As my partner limped towards the top, my leading trolley shaped like a European rocket was gaining potential energy along the lift hill that preceded the loop. With support elements not adapted to my size, I had to hope the bars’ foam was strong enough to hold my claws.

Halfway, I froze with horror when I saw the pirate on the slope of a spin supporting the vertical loop. The exoskeleton had abandoned its body armor function and had expanded from Lulu’s spinal cord to form long metal spider’s legs. Clamped to the rolling areas, she was teasing Ali with deliberately missed shots. While reloading, the psychopath uttered a wild laugh that turned into a hissing sound. She then sang nonsense, covering the music and false shouts of the crowd.

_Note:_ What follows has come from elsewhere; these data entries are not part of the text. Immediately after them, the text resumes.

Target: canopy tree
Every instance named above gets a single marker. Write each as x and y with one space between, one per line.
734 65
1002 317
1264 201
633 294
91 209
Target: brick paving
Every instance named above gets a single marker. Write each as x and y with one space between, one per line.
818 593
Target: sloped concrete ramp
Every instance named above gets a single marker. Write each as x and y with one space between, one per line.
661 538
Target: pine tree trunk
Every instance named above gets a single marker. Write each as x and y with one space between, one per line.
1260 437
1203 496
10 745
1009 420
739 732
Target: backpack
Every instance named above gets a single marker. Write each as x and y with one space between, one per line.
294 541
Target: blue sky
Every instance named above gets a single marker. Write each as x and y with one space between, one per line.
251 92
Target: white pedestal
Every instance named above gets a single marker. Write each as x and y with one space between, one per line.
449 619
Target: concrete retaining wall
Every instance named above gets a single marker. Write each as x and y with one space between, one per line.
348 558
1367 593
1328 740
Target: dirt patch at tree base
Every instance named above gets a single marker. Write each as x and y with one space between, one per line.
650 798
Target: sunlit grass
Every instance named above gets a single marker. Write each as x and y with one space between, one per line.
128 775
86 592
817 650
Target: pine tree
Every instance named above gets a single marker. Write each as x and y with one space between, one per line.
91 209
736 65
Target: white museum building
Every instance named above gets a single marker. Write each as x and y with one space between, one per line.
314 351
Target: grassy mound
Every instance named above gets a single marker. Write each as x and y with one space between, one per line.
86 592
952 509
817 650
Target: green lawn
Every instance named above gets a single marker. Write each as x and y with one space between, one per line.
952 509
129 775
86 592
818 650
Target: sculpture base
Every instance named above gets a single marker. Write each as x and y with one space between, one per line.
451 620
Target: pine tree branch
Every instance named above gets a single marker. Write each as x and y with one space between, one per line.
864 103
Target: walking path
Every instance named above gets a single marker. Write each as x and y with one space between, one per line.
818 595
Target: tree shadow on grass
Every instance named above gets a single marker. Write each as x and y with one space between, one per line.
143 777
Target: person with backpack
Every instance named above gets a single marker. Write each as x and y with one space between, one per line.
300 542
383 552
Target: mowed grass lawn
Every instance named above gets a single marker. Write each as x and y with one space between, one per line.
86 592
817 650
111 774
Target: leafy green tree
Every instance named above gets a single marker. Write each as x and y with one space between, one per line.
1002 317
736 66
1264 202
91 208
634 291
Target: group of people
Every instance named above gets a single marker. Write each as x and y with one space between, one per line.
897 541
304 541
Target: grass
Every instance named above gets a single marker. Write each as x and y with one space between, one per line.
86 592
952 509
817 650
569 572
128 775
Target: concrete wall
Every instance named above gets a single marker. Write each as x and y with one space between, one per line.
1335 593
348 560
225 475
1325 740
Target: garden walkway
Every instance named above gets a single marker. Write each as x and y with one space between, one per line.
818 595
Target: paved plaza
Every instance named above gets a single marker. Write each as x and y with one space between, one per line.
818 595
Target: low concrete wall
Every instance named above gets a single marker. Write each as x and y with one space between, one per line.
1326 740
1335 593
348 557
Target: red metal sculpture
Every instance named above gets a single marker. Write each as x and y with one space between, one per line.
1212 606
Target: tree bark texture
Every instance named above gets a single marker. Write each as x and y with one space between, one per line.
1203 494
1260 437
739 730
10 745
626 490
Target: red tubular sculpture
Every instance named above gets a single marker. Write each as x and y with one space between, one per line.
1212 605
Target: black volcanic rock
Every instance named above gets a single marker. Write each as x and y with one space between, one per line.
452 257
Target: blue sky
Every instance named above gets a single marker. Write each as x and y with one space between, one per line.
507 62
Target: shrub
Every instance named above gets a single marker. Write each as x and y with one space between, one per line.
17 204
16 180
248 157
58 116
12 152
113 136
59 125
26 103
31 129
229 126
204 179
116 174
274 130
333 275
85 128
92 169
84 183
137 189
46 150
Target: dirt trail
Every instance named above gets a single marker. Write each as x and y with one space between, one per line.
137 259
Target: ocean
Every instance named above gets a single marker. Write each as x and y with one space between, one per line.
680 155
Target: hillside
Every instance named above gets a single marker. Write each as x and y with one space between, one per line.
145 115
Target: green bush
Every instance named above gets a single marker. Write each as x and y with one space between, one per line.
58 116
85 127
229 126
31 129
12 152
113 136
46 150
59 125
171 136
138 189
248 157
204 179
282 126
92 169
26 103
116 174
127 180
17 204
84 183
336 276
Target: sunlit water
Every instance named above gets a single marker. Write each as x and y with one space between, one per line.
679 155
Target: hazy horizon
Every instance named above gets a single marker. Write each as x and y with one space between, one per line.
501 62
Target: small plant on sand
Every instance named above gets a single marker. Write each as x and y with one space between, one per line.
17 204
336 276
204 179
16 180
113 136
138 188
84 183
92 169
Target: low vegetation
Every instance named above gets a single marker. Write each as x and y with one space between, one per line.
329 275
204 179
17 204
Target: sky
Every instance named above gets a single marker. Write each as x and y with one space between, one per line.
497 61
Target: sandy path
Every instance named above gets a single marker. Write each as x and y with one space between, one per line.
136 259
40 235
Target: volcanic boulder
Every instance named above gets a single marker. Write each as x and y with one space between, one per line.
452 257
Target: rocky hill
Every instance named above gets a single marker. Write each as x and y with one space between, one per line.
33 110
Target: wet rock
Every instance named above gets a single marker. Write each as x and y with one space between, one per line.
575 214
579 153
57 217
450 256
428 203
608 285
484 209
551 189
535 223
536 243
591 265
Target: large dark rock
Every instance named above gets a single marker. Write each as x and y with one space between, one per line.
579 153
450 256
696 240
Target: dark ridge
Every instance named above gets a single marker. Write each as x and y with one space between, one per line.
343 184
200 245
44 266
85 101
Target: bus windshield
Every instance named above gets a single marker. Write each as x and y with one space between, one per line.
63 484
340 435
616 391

Hurt and dazed, Ali gained the loop’s top when I reached the end of the acceleration slope; below was still flying the drone. I saw my partner stare at Lulu with her arms wide open, daring the pirate to strike her final blow to the heart.

“You will never dare to jump! You are not crazy enough,” Lucille Blaine exclaimed.

“You know nothing about me, Long Drop,” my copilot yelled, short of breath. “Nothing!”

Lucille Blaine aimed, but unexpectedly dropped her gun. “Don’t I, Koviràn?” she uttered.